Pratikno adalah salah satu guru besar ilmu politik di Universitas Gadjah Mada (UGM). Sosoknya mulai banyak dikenal ketika menjadi salah satu pemandu debat capres tahun 2009. Pada pemilihan rektor, namanya melejit dibandingkan calon lainnya ketika tim Panitia Ad Hoc pemilihan rektor UGM melakukan seleksi tahap pertama dan kedua oleh Senat Akademik (SA) dan Majelis Guru Besar (MGB).
Usai penghitungan suara, Pratikno mendapatkan ucapan selamat dari kedua calon lainnya, anggota Majelis Wali Amanat (WMA) dan tamu undangan lainnya.
SCROLL TO CONTINUE WITH CONTENT
"Kami berkomitmen ingin menyatukan seluruh stakeholder untuk membangun UGM," kata Pratikno.
Pratikno adalah orang ketiga dari Fisipol yang menjadi rektor UGM. Sebelumnya, (alm) Prof Dr Soeroso dan Prof Dr Sofian Effendi.
Bagi dia, Balai Senat UGM merupakan tempat yang penuh kenangan. Pertama, di tempat tersebut ia menyampaikan pidato pengukuhannya sebagai guru besar pada 21 Desember 2009. Kedua, hari ini, Kamis (22/3/2012), dia terpilih menjadi rektor UGM, menggantikan rektor periode 2007-2012, Prof Ir Sudjarwadi PhD, yang akan habis masa jabatannya pada tanggal 28 Mei 2012.
Suami Ny Siti Faridah dan bapak 3 anak itu menyampaikan pidato pengukuhan Balai Senat UGM berjudul "Rekonsolidasi Reformasi Indonesia: Kontribusi Studi Politik dan Pemerintahan dalam Menopang Demokrasi dan Pemerintahan Efektif".
Riwayat Hidup
Pratikno dibesarkan di kampung terpencil di Desa Donogede, Tambak, Kabupaten Bojonegoro, Jawa Timur, tahun 1962. Tepatnya, 40 kilometer dari Kota Bojonegoro. Desa ini dikelilingi hutan jati dan pertanian tembakau.
Desa ini baru dialiri listrik tahun 1994. Bahkan di desa, tidak ada satu pun gedung sekolah. Bersama 13 orang temannya, Pratikno harus sekolah dengan menumpang di rumah seorang kepala desa.
"Masih ingat, saya sekolah SD itu tidak pakai sepatu. Dari 13 orang teman ini, hanya saya satu-satunya yang melanjutkan SMP," kenangnya.
Lokasi sekolah SMP berjarak 20 km dari kampungnya. Namun itu tidak lantas meluluhkan keinginan Pratikno untuk melanjutkan sekolah. Ia pun rela harus kos.
"Di usia SMP saya terbiasa mandiri, masak sendiri. Tiap pagi bangun menghidupkan api di anglo untuk masak nasi. Tapi untuk sayur dan lauknya saya beli di warung seperti sayur asem dan lodeh. Semangkuk Rp 25," kata Pratikno.

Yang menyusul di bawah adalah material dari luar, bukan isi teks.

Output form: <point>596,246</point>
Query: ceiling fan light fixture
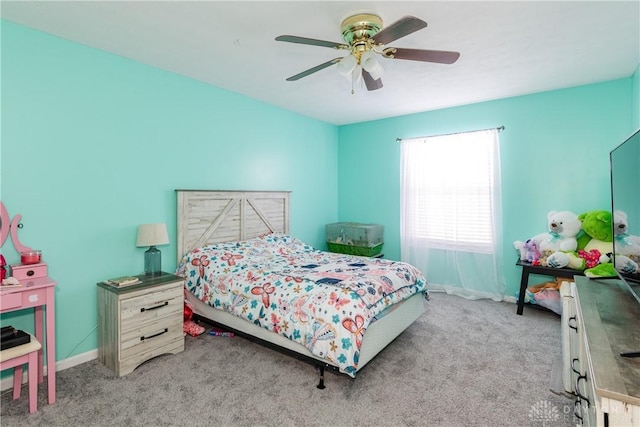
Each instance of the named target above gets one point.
<point>356,75</point>
<point>347,65</point>
<point>371,65</point>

Lulus SMP, ia melanjutkan ke SMA Bojonegoro dan lulus tahun 1980. Kemudian, ia melanjutkan kuliah di jurusan Ilmu Pemerintahan Fisipol UGM karena bercita-cita ingin jadi sekretaris daerah (sekda). Namun, takdir justru membawanya diterima menjadi dosen dan melanjutkan pendidikan master dan doktor di Inggris.
"Jadi saya pulang master dari Inggris, kampung saya belum ada ada listrik. Itulah yang membuat saya sedih kalau pulang," tuturnya.
Tahun 2005, Pratikno mendirikan LSM Ademos (Asosiasi untuk Demokrasi dan Kesejahteraan Sosial) untuk mengobati kerinduannya terhadap kampung halaman. "Sebagai klangenan saya di kampung. Saya memfasilitasi sinau bareng. Minimal saya tidak terlalu malu saat keluar rumah di kampung," katanya.
Patikno meraih gelar Sarjana Ilmu Pemerintahan Fisipol UGM (1985), Master Administrasi Pembangunan dari Universitas of Birmingham, Inggris (1991) dan PhD dari Flinders University, Australia (1997).
Selain di dunia kampus, Pratikno juga berkiprah di luar. Moderator debat capres tahun 2009 ini diangkat Presiden Susilo Bambang Yudhoyono sebagai tim seleksi anggota KPU dan Bawaslu. Oleh Gubernur DIY Sri Sultan HB X, Pratikno didaulat menjadi anggota Panitia Rencana Aksi Nasional HAM untuk Provinsi DIY.